But even though the financial media was tuned in, it seems all missed the most crucial part of Bernanke's appearance: the one where he claimed to have awesome mind powers that could force the banking sector to do his bidding.
To give credit where due, the top U.S. central banker did give a lucid reading of what’s holding back a robust recovery, and of what needs to be done in most cases.
The Fed head, speaking in Midtown Manhattan to the Economic Club of New York, went through all the post-recession “headwinds” the central bank has been discussing over the past year or so. The effect of state and local budget cuts on household finance, the increased level of uncertainty due to developments in Europe and Washington, and the extreme risk aversion by investment firms all were noted. The depressed state of the housing market and the overly tight standards banks seem to have adopted in spite of Fed inducements to the contrary also made the chairman's list.
In fact, Bernanke was emphatic on the last point, noting “lenders have maintained tight terms and condition on mortgage loans, even for potential borrowers with relatively good credit,” and saying there was no good reason for the banks to be doing so.

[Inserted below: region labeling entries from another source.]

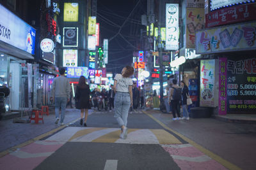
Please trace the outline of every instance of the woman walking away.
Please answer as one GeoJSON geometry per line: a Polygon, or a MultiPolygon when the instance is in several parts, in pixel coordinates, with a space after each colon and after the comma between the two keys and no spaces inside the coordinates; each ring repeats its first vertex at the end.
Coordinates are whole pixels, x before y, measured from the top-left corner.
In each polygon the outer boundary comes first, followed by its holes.
{"type": "Polygon", "coordinates": [[[85,82],[85,77],[81,76],[76,90],[76,108],[81,110],[80,125],[83,125],[83,117],[84,113],[84,126],[87,127],[86,121],[90,108],[90,88],[85,82]]]}
{"type": "Polygon", "coordinates": [[[186,118],[189,120],[189,116],[188,112],[187,99],[189,96],[188,93],[188,87],[184,81],[180,81],[181,86],[181,105],[182,106],[183,117],[182,119],[186,118]]]}
{"type": "Polygon", "coordinates": [[[132,106],[132,80],[130,78],[134,69],[132,67],[125,66],[122,74],[116,74],[114,78],[115,117],[121,127],[120,138],[127,137],[127,117],[130,107],[132,106]]]}

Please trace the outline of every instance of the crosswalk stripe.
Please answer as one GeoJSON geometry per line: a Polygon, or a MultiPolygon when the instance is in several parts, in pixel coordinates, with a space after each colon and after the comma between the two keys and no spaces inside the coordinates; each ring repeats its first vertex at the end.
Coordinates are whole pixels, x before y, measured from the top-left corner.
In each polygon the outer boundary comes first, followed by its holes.
{"type": "Polygon", "coordinates": [[[159,142],[159,144],[182,144],[182,143],[170,134],[163,129],[150,129],[159,142]]]}
{"type": "Polygon", "coordinates": [[[73,135],[71,138],[69,139],[68,141],[71,141],[72,140],[76,139],[77,138],[84,136],[88,134],[93,132],[95,131],[100,131],[102,129],[106,129],[105,127],[94,127],[90,129],[85,129],[81,131],[77,131],[74,135],[73,135]]]}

“While some tightening of the terms of mortgage credit was certainly an appropriate response to the earlier excesses, the pendulum appears to have swung too far, restraining the pace of recovery in the housing sector,” Bernanke explained.

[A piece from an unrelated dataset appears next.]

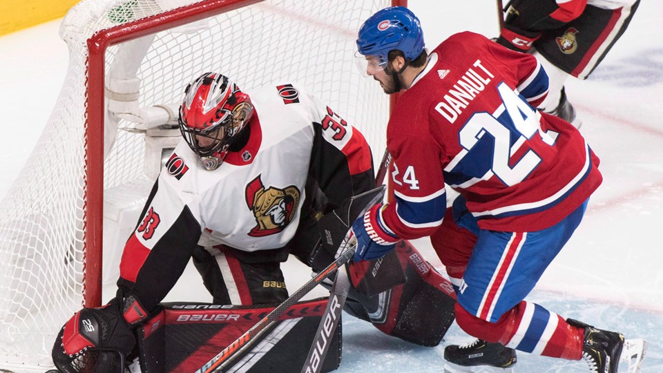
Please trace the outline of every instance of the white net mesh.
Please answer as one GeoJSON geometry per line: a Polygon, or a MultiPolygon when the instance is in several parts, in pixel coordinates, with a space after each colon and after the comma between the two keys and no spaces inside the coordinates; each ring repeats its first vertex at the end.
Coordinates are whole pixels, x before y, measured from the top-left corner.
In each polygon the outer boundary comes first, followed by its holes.
{"type": "MultiPolygon", "coordinates": [[[[83,301],[83,248],[94,249],[83,242],[88,213],[84,200],[88,39],[100,30],[175,8],[180,12],[184,8],[179,7],[194,3],[86,0],[63,21],[60,35],[70,50],[64,86],[27,165],[0,204],[0,366],[50,366],[55,335],[83,301]]],[[[158,32],[153,40],[144,37],[111,46],[106,53],[106,75],[140,78],[140,107],[179,102],[186,83],[205,71],[221,71],[244,90],[296,81],[361,130],[377,165],[385,149],[387,99],[379,85],[361,76],[353,55],[361,22],[390,3],[260,2],[158,32]]],[[[134,126],[106,119],[106,147],[113,144],[106,149],[104,166],[106,199],[118,190],[126,198],[124,191],[132,190],[126,185],[151,183],[142,164],[144,134],[115,131],[115,125],[134,126]]],[[[99,276],[86,272],[88,279],[99,276]]]]}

But while Bernanke made a convincing case that, essentially, the banks are holding us back, he sputtered and equivocated in trying to explain what the Fed could do about it, and offered only a scattershot answer as to why the central bank hasn’t done much.
In response to a post-speech question by Harvard economist Martin Feldstein, who asked what tools the Fed had used to make the banks loosen lending standards, Bernanke said the Fed’s loose monetary policy could be counted as such a tool, since it allowed the banks to arbitrage the low-interest-rate environment and make record profits, something that eventually would lead financiers to lend.
“As the profitability of mortgage lending goes up [due to the low interest banks can borrow at], we will see banks” begin to ease lending standards, Bernanke explained.
Bernanke, perhaps realizing the optics of having just justified making bankers rich so that, maybe, eventually, they’ll do their part in helping the rest of the economy out, then added the Fed had “regulatory, supervisory, and analytical” capabilities that it had deployed to tackle the issue.
He suggested, for example, that the Fed had used its supervisory and regulatory power over the banking industry “at the margins” to help the housing market, giving as an example cases where the Fed ostensibly steered banks to execute short sales rather than foreclosures on distressed mortgage debt.
But seemingly unconvinced by his own answer, Bernanke fell back to emphasizing his secret weapon: an awe-inspiring brain. Repeating several times that this tool was not to be underestimated, Bernanke said that while not necessarily directly addressing the issue, the Fed “had a lot of influence from the analytical, intellectual point of view.”
“We’ve been influential in talking to other agencies, talking to the Congress in providing ideas and approaches,” Bernanke said.
To summarize for those who weren’t keeping track: The world’s most powerful central banker said Tuesday the banks weren’t supporting the economic recovery, even though there was no justification for that. Then, asked why he didn’t just force the banks to lend, he said the central bank was doing just that, drowning finance in so much free cash that the banks would eventually have to say "Uncle!" And when that didn’t sound quite right, he went back and said that behind the scenes, the Fed was using “intellectual” power to force the banks’ hand. Finally, just in case anyone was wondering if they'd just walked into an alternate reality, he then used the words “ideas” and “Congress” in the same sentence.
Bernanke said this in a room with hundreds of economists, financiers, businessmen and pundits present. Not a single person said a thing.